As earnings increase quarter after quarter, so should share prices. And as they decline quarter after quarter, so should share prices. Now, I’ve seen this theory play out in practice so many times – heck, I’ve shared definitive proof that the S&P 500 Index as a whole abides by this theory – that I often arrogantly challenge people to try to find an exception.
I had it down to an exact science. Well, so I thought! Somebody finally found one – online retailing juggernaut, Amazon (NASDAQ:AMZN). Here’s why I have to learn to keep my big mouth shut and, more importantly, why I wouldn’t invest in Amazon’s high-flying stock.

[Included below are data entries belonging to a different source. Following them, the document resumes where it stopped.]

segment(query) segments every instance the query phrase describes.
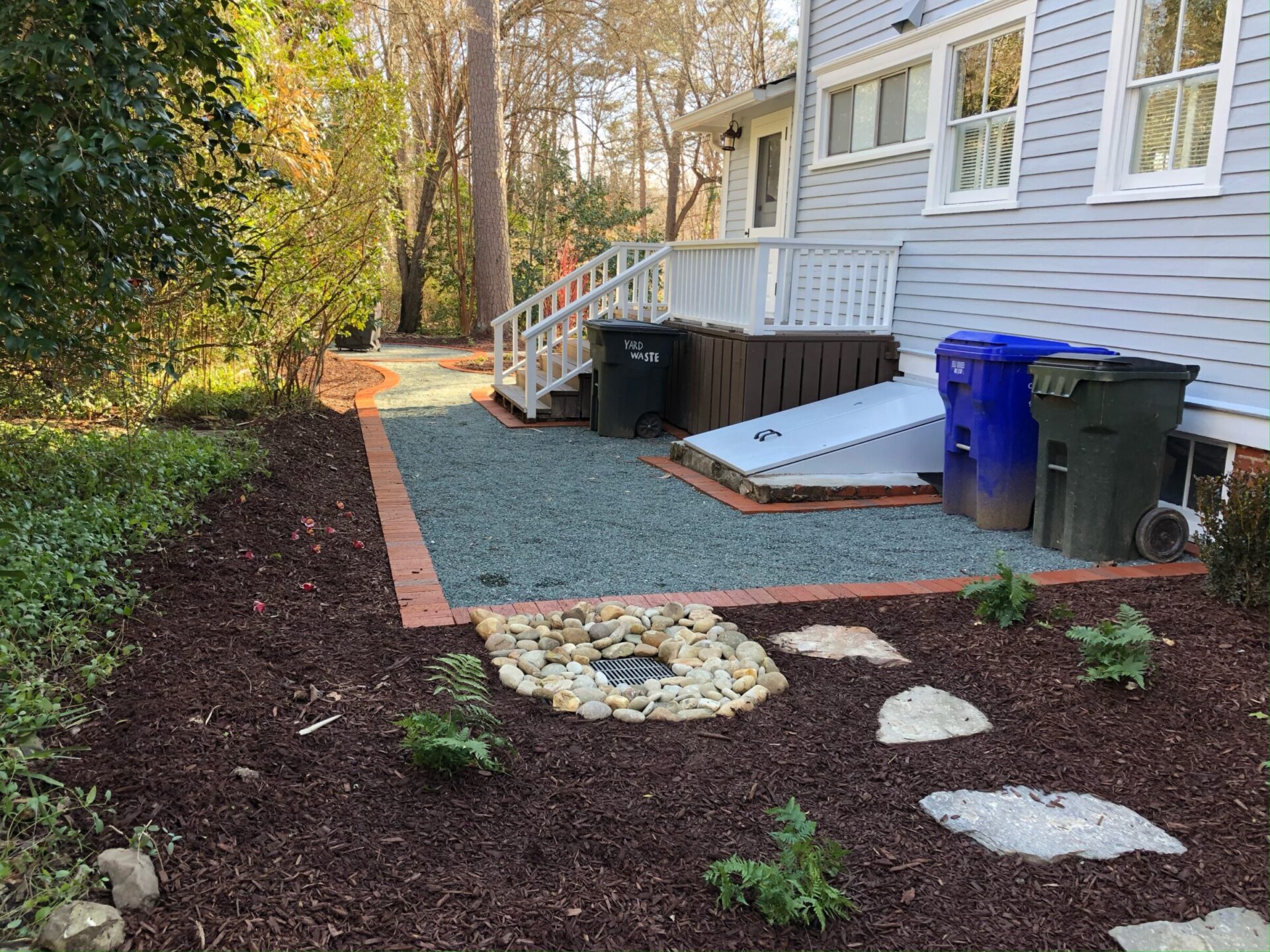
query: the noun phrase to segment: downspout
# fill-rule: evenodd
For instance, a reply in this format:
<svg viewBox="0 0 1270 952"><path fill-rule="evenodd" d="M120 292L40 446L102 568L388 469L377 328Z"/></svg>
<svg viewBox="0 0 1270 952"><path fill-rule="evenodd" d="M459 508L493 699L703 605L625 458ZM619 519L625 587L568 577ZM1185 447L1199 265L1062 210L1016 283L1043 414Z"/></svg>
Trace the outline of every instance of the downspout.
<svg viewBox="0 0 1270 952"><path fill-rule="evenodd" d="M785 236L798 237L798 192L803 182L803 126L806 122L808 50L812 46L812 0L801 0L798 14L798 72L794 76L794 116L790 118L789 209Z"/></svg>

A Difference At the Top and Bottom
No doubt, Amazon has been “the most disruptive force” in the online retail market, as Morningstar analyst, R.J. Hottovy, said. Amazon’s low-cost operations helped it amass an active customer base of 209 million users as of March 2013. That’s equal to about 3% of the world’s population. This customer base keeps growing, too. It’s up by more than 20% per year over the last five years. And they’re buying more, too. Sales increased by an amazing 32.4% per year over the same period.
As it stands today, Amazon’s $61.1 billion in sales in 2012 make it the world’s highest grossing retailer. Not bad for a lowly dot-com company that was founded less than two decades ago. If that wasn’t impressive enough, nobody else even comes close to matching up with Amazon. In fact, it would take Amazon’s nine closest competitors joining forces to put up the same amount of sales. But with all that being said, there is one colossal problem – none of Amazon’s growth is dropping to its bottom line.

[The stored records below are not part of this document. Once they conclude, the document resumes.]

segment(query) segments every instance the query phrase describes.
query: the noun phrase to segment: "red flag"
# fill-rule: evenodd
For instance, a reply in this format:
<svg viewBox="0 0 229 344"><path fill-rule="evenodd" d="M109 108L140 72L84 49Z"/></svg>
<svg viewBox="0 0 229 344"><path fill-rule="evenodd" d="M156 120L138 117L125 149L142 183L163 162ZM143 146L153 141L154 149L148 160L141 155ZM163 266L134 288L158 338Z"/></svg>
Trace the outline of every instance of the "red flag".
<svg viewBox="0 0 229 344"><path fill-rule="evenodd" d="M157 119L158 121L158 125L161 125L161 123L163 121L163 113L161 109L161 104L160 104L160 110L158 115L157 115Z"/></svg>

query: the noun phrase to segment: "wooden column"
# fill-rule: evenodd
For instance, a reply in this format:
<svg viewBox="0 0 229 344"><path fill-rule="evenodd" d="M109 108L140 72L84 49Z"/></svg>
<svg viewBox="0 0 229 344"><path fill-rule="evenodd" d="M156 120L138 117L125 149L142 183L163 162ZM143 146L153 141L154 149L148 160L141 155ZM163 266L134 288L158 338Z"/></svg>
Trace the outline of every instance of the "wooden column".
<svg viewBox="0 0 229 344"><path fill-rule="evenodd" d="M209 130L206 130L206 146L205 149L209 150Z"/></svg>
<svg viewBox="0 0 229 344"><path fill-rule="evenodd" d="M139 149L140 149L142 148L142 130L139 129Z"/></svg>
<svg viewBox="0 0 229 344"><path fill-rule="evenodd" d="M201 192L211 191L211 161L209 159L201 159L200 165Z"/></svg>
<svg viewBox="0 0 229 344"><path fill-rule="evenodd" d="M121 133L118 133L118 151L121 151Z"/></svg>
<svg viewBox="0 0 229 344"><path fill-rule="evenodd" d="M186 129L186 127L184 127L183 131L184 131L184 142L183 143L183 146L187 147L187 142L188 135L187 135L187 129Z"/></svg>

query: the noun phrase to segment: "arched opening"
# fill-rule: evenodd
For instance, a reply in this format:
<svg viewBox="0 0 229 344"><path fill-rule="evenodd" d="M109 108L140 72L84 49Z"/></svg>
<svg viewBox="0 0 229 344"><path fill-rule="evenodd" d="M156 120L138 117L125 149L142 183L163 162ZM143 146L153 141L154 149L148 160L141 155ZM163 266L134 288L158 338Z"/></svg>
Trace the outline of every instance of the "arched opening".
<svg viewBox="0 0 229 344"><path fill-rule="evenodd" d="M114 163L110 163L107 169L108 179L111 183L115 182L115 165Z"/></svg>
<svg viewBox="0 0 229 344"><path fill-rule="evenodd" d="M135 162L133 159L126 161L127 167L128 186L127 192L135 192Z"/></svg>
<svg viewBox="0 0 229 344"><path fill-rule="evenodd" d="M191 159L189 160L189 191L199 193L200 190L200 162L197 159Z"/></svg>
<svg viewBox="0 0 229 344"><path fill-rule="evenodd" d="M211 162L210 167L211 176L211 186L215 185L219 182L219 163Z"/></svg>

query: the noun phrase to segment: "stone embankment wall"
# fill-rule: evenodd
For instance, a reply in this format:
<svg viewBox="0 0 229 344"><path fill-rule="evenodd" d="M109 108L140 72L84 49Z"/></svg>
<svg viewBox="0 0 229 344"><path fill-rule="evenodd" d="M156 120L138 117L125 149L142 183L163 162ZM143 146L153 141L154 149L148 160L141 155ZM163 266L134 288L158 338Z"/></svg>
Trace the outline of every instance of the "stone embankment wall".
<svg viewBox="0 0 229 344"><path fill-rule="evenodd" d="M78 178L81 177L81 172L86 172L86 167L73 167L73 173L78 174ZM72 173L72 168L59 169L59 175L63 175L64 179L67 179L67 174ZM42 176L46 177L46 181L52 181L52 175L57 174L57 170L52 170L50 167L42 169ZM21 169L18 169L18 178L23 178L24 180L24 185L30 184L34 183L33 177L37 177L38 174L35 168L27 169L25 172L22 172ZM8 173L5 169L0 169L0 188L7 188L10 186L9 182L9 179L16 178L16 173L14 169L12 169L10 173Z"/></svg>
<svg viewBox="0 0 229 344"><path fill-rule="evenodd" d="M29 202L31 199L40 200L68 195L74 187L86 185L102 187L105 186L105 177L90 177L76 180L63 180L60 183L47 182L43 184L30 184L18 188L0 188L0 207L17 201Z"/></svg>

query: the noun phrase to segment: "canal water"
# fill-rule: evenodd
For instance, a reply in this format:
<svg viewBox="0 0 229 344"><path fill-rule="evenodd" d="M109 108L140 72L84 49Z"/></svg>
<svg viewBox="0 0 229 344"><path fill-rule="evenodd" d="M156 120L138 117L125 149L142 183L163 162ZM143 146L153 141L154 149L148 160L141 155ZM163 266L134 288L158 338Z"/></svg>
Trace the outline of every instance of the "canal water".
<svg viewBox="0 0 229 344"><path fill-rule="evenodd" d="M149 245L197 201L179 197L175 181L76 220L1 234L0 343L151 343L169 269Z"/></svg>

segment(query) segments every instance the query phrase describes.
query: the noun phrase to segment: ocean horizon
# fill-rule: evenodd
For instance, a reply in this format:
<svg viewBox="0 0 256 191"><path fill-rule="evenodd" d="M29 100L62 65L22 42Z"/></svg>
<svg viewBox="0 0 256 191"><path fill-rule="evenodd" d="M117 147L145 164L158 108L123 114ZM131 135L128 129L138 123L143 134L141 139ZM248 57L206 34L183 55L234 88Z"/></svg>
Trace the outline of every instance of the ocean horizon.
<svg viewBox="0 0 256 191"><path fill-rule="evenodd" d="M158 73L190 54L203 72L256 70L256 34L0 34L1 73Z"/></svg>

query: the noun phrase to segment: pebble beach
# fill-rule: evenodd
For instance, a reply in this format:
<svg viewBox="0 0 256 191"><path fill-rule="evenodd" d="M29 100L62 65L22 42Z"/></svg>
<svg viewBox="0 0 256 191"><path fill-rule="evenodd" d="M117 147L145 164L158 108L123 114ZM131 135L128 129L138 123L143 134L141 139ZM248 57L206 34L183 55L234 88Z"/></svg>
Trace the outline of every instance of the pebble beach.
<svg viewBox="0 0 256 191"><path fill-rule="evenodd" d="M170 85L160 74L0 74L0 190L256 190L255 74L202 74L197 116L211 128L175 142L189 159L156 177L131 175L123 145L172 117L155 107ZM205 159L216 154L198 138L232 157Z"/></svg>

Whereas sales increased an impressive 31.4% on average over the last eight years, net income only increased by an average of 2%. I know what you’re thinking. That can’t possibly be true. After all, if share prices ultimately follow earnings – and Amazon’s stock is up over 600% during that time period – earnings must be increasing. But they’re not. Hence the lofty forward price-to-earnings ratio of 80.
So what’s going on? Well, Amazon Founder, Jeff Bezos, religiously reinvests sales in new growth initiatives. Think Kindle, cloud computing, the acquisition of Zappos.com, etc. So, in reality, hope is the only thing driving Amazon’s share prices right now. As in, investors hope that one day Bezos will slow down the pace of reinvestment so more sales dollars drop to the bottom line. I wouldn’t bank on that, though.
Amazon faces increasing competition from the likes of eBay (NASDAQ:EBAY), Google (NASDAQ:GOOG), Yahoo (NASDAQ:YHOO), Apple (NASDAQ:AAPL) and Wal-Mart (NYSE:WMT), as well as a plethora of other, more specialized companies in the online payment, comparison shopping and video streaming spaces.
Heck, Google recently launched a handful of competitive initiatives, including Google Shopping for Suppliers, which directly competes with AmazonSupply. As Alfred Lin of Sequoia Capital recently told The Wall Street Journal, “Those two companies are going to duke it out for a long time in just about everything.” I concur!
In the end, with other cash-rich behemoths intent on invading Amazon’s turf, Bezos won’t be able to ease off the reinvestment… not if he wants to maintain the company’s world dominance.
So the company will never be able to grow profits enough to justify its valuation – especially when regulatory battles over sales taxes promise to dampen the expansion of the company’s razor-thin net margin (which averaged just 3% over the last decade).
Bottom line: I expect Amazon’s stock to ultimately match up with my theory about earnings, which could set up shares for a nasty correction. Of course, I could be wrong. Hope could carry share prices even higher still. If I were you, though, I wouldn’t be too eager to put my hard-earned capital on the line on that premise. Just saying.